🤖 AI Summary
This study addresses the performance degradation of joint modeling with mixed continuous and binary responses under outliers or label noise. To this end, the authors propose a robust framework based on density power divergence (DPD) loss combined with ℓ₁ regularization. This work is the first to introduce DPD loss into mixed-response modeling, integrating a proximal gradient algorithm—enhanced with Barzilai–Borwein step sizes—and a robust information criterion (RIC) to simultaneously suppress anomalous samples, estimate high-dimensional sparse parameters, and adaptively select hyperparameters. Extensive simulations and real-world experiments on semiconductor wafer grinding data demonstrate that the proposed method significantly improves prediction accuracy, estimation fidelity, and model interpretability across various contamination scenarios.
📝 Abstract
In many supervised learning applications, the response consists of both continuous and binary outcomes. Studies have shown that jointly modeling such mixed-type responses can substantially improve predictive performance compared to separate analyses. But outliers pose a new challenge to the existing likelihood-based modeling approaches. In this paper, we propose a new robust joint modeling framework for data with both continuous and binary responses. It is based on the density power divergence (DPD) loss function with the $\ell_1$ regularization. The proposed framework leads to a sparse estimator that simultaneously predicts continuous and binary responses in high-dimensional input settings while down-weighting influential outliers and mislabeled samples.

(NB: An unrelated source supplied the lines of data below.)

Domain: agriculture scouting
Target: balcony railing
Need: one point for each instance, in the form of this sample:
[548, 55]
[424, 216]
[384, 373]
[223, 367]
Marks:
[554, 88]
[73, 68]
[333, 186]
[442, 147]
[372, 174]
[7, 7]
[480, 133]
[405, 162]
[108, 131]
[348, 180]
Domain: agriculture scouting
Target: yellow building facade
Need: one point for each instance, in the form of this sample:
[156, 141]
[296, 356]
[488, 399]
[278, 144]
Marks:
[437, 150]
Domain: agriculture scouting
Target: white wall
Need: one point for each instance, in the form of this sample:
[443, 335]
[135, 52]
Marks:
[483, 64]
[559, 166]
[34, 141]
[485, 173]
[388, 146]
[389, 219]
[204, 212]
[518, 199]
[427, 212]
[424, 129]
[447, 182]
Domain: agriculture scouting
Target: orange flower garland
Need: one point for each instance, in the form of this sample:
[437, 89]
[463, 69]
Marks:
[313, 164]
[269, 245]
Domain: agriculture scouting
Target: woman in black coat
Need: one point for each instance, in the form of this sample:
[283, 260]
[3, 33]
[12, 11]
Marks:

We also develop an efficient proximal gradient algorithm with Barzilai-Borwein spectral step size and a robust information criterion (RIC) for data-driven selection of the penalty parameters. Extensive simulation studies under a variety of contamination schemes demonstrate that the proposed method achieves lower prediction error and more accurate parameter estimation than several competing approaches. A real case study on wafer lapping in semiconductor manufacturing further illustrates the practical gains in predictive accuracy, robustness, and interpretability of the proposed framework.